The iPhone was not designed to be addictive. Indeed, as part of my research for the book I’m writing on digital minimalism, I spoke with one of the original iPhone team members, who told me that Steve Jobs never envisioned this device to be something that you checked constantly. The original vision for the iPhone was built around two surprisingly quaint goals: (1) it would be a much better mobile phone than anything else on the market; (2) it would prevent the need to carry a separate iPod along with your phone.
The addiction ensnaring children is not some master plan secretly hatched at Apple, but is instead the spawn of attention economy conglomerates like Facebook, who, unlike Apple, directly profit from compulsive use, and leverage the iPhone merely as a convenient platform.
I predict a large shift in how our culture thinks about children and smartphones.
The investor letter to Apple explains: “To be clear, we are not advocating an all or nothing approach [when it comes to children and smartphones].” I think they’re being too cautious.

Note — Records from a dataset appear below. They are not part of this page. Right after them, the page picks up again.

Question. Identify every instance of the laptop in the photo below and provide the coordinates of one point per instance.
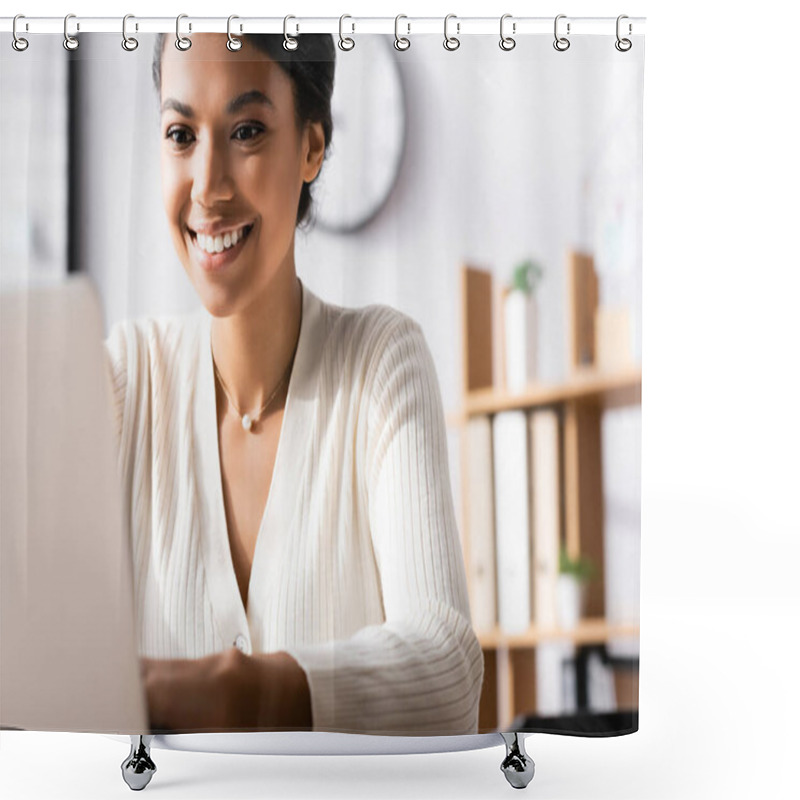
(68, 651)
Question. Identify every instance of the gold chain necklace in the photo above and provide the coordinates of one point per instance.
(247, 420)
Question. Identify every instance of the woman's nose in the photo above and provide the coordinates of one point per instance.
(211, 181)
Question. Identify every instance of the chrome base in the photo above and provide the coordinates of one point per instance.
(138, 768)
(517, 766)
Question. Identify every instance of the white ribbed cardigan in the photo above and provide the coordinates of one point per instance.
(358, 571)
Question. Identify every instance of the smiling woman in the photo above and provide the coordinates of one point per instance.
(296, 558)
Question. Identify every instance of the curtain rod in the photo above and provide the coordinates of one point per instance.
(406, 26)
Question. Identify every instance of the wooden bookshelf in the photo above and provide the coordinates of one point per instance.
(509, 660)
(588, 631)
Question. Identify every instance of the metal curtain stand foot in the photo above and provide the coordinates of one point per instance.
(138, 768)
(517, 766)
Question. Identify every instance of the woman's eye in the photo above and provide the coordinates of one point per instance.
(178, 136)
(247, 132)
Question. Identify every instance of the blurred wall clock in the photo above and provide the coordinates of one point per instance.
(369, 131)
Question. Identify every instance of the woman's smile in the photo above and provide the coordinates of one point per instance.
(215, 251)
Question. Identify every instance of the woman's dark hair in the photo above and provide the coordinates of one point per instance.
(311, 67)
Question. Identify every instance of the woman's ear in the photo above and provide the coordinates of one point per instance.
(313, 150)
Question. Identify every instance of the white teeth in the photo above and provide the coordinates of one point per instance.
(216, 244)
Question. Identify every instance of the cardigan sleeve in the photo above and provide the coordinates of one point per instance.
(420, 672)
(116, 352)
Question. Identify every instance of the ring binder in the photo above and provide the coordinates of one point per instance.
(233, 44)
(289, 42)
(561, 43)
(451, 42)
(345, 42)
(401, 42)
(623, 45)
(129, 43)
(464, 26)
(507, 42)
(18, 42)
(70, 42)
(182, 42)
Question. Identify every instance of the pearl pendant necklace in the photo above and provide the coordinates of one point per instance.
(247, 420)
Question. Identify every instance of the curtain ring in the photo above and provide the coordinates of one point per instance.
(289, 42)
(70, 42)
(507, 42)
(345, 42)
(561, 43)
(128, 42)
(182, 42)
(451, 42)
(623, 45)
(233, 44)
(400, 42)
(18, 43)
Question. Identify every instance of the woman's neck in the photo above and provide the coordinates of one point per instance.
(253, 349)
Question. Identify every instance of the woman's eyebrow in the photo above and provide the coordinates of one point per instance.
(251, 96)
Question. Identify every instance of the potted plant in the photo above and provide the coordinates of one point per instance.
(574, 574)
(521, 323)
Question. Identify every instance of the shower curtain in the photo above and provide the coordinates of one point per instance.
(436, 528)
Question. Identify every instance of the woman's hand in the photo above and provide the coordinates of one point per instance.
(227, 691)
(190, 695)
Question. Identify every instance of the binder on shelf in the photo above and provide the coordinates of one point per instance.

My techno-skeptic spider sense is telling me that we might soon see a shift in our culture where it becomes normal for kids to receive their first smartphone at the age of 18. The algorithmically-enchanced addictiveness delivered through these mobile platforms, like the chemically-enhanced nicotine in tobacco products, increasingly seems too potent for developing minds.

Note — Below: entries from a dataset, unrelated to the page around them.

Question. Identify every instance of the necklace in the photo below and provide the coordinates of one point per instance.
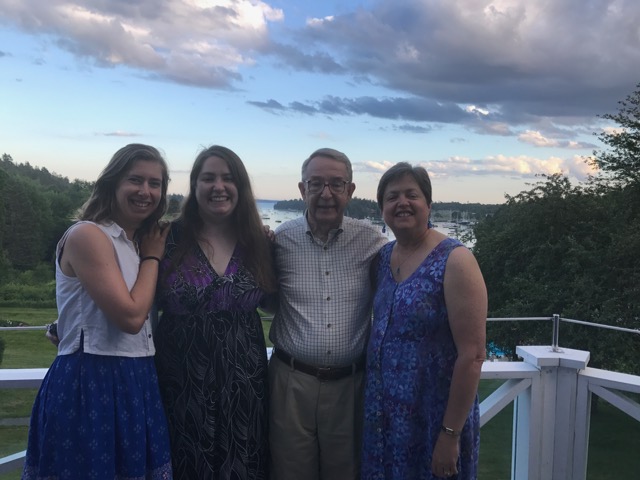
(415, 249)
(411, 253)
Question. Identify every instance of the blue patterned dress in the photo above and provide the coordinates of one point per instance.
(212, 367)
(410, 362)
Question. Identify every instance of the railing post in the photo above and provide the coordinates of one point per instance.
(556, 333)
(556, 416)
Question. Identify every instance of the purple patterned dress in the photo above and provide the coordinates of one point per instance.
(410, 361)
(212, 368)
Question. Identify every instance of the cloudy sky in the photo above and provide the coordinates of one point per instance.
(484, 94)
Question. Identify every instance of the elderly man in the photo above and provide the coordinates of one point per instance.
(321, 327)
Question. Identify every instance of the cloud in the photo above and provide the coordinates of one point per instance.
(519, 166)
(538, 140)
(521, 63)
(414, 109)
(118, 134)
(193, 42)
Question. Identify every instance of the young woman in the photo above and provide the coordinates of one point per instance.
(211, 357)
(98, 413)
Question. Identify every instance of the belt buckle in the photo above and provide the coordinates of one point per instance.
(323, 373)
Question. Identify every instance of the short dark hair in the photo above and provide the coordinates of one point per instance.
(399, 170)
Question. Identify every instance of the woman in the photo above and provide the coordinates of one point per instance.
(98, 413)
(211, 355)
(427, 343)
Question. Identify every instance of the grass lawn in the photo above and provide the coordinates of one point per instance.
(614, 438)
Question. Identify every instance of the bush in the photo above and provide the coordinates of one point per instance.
(34, 296)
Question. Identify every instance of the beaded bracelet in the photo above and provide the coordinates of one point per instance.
(451, 431)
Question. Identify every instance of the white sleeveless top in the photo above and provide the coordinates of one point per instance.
(79, 315)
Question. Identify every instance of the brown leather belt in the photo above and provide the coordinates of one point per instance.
(321, 373)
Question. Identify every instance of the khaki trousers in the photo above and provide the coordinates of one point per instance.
(315, 427)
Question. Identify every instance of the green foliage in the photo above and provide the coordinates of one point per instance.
(623, 160)
(563, 249)
(36, 207)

I hope to see alternatives to the attention economy business model.
At the core of almost everything negative about the smartphone era is the attention economy business model, which depends on getting a massive number of people to use free products for as many minutes as possible. This model, of course, dates back to the beginning of mass media, but the combination of big data and machine learning techniques, along with careful attention engineering, has made many modern apps too good at their objective of hijacking your mind — leaving users feeling exhausted and unnerved at their perceived loss of autonomy.
I think there’s an interesting opportunity here for start-ups to explore alternative business models that reward value more than raw usage (think: paid subscription). This opportunity is especially ripe in the context of social media, where the great Web 2.0 promise of digitally-enabled expression and connection was tragically diluted by the aggressive brain hacking tactics that now define so much of the user experience in this space.
It might be hard to create a publicly traded unicorn with one of these alternative models (due to network effects, a disruptive startup of this type would probably have to focus on smaller, niche communities), but you could still create something quite lucrative for those involved while remaining more ethical (c.f., Matthew Crawford for more on the ethics of attention).